We start with a general introduction to volatility and correlation, explaining concepts such as realized volatility, implied volatility, stochastic volatility etc., and we discuss their importance for pricing and risk measurement.
Thereafter, we look into how volatility is modelled and forecasted. With real-life market data, we demonstrate how day-to-day and intraday volatility is calculated, and we explain and how these estimates can be smoothed and extrapolated to future time periods using moving averages, exponential moving averages, spline models, and ARMA and GARCH modelling.
We then present and discuss a number of instruments and strategies for volatility trading. These include traditional volatility trading strategies in options, but we also look "variance swaps" and other newer types of instruments. To help us determine current volatility levels relative to historical volatility, we introduce the concept of "volatility cones", and we show how traders can use this – and other – techniques identify potentially profitable trading opportunities.
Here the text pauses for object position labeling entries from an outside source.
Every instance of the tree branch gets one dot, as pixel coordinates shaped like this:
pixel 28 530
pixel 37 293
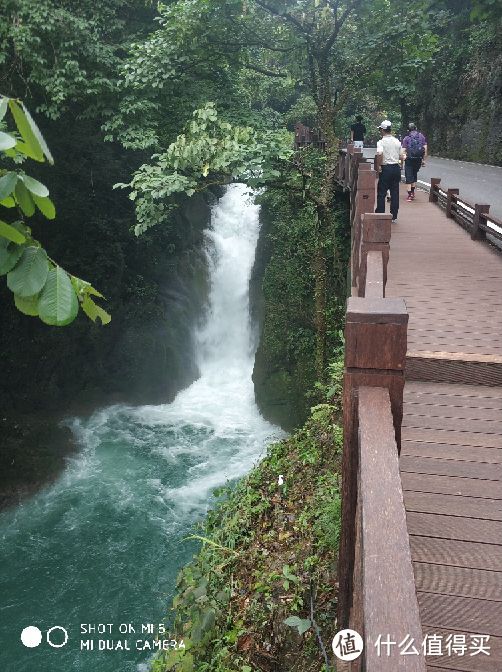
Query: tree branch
pixel 339 21
pixel 264 71
pixel 284 15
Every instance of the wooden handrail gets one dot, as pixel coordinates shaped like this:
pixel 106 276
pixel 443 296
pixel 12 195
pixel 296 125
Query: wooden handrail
pixel 384 569
pixel 375 355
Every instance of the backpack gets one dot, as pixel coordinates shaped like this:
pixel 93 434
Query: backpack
pixel 415 149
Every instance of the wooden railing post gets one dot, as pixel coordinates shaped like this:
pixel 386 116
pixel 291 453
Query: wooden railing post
pixel 375 236
pixel 364 203
pixel 375 355
pixel 449 200
pixel 477 232
pixel 433 193
pixel 348 157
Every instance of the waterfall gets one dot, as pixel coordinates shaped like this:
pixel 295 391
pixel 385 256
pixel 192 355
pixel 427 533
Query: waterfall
pixel 104 543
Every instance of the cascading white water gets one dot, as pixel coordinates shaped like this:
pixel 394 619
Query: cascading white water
pixel 104 543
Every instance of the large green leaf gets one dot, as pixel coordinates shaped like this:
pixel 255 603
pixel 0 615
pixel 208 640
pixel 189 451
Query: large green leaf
pixel 11 233
pixel 92 310
pixel 3 107
pixel 38 135
pixel 35 186
pixel 45 205
pixel 27 304
pixel 31 146
pixel 9 255
pixel 7 184
pixel 6 141
pixel 30 273
pixel 8 202
pixel 24 199
pixel 58 303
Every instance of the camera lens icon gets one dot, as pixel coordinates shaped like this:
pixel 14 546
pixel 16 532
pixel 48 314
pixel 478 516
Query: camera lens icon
pixel 31 637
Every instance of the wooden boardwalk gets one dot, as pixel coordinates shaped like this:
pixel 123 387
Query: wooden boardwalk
pixel 451 459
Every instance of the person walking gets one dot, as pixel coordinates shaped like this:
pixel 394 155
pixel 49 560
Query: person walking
pixel 389 160
pixel 415 145
pixel 357 132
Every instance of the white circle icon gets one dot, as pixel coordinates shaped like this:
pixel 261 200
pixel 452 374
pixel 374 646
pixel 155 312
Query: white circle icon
pixel 347 644
pixel 31 636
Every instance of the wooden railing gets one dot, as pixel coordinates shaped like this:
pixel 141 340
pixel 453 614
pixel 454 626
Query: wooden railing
pixel 376 585
pixel 475 218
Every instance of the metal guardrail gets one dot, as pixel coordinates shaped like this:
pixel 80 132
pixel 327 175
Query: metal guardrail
pixel 474 217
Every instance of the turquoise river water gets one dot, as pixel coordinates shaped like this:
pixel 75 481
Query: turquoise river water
pixel 93 558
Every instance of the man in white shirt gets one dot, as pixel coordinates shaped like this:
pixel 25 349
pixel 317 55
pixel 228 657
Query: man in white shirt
pixel 389 158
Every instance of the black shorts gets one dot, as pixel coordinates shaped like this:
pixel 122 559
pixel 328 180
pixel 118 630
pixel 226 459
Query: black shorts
pixel 411 168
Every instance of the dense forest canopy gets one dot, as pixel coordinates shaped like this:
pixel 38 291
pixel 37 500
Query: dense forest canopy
pixel 169 100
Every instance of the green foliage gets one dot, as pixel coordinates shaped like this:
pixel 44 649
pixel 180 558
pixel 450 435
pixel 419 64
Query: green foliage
pixel 211 151
pixel 243 585
pixel 40 286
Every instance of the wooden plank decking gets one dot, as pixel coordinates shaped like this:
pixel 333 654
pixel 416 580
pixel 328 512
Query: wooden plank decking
pixel 451 459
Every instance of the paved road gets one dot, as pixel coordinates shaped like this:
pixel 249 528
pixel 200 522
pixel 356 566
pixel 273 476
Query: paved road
pixel 478 183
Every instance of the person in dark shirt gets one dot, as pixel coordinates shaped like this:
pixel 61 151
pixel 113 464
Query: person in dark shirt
pixel 357 132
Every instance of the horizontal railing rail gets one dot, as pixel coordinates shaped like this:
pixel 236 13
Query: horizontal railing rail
pixel 383 571
pixel 474 217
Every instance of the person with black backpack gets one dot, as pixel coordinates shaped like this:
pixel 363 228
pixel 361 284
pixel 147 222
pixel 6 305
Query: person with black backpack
pixel 415 145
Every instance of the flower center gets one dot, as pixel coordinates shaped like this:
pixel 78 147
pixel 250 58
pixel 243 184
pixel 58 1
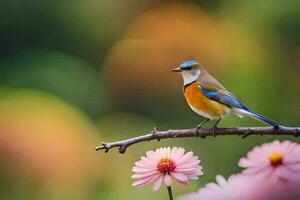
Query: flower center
pixel 275 159
pixel 166 166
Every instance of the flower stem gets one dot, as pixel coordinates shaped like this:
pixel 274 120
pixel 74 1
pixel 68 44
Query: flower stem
pixel 170 193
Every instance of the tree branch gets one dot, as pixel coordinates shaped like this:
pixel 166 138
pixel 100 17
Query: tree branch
pixel 158 135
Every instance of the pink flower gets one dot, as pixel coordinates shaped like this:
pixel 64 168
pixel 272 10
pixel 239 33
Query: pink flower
pixel 276 160
pixel 164 164
pixel 235 188
pixel 239 186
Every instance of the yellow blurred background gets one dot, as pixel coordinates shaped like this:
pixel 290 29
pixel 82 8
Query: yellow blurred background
pixel 75 73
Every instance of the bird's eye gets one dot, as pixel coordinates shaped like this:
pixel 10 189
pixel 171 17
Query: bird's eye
pixel 187 68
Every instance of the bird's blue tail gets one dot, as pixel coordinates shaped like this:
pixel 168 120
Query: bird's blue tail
pixel 262 118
Further, we explain how the same instruments and forecasting techniques can be used to hedge portfolios of options and other instruments that are exposed to volatility risk.
We then turn to look at correlation. We present various models for estimating correlation, and we discuss possible problems related to the stability (or lack of stability) of correlation amongst assets. We present and explain a number of strategies for trading correlation, including "dispersion trades", buying and selling correlation and using OTC covariance swaps.
Finally, we explain how correlation risk can be mitigated using various instruments and techniques.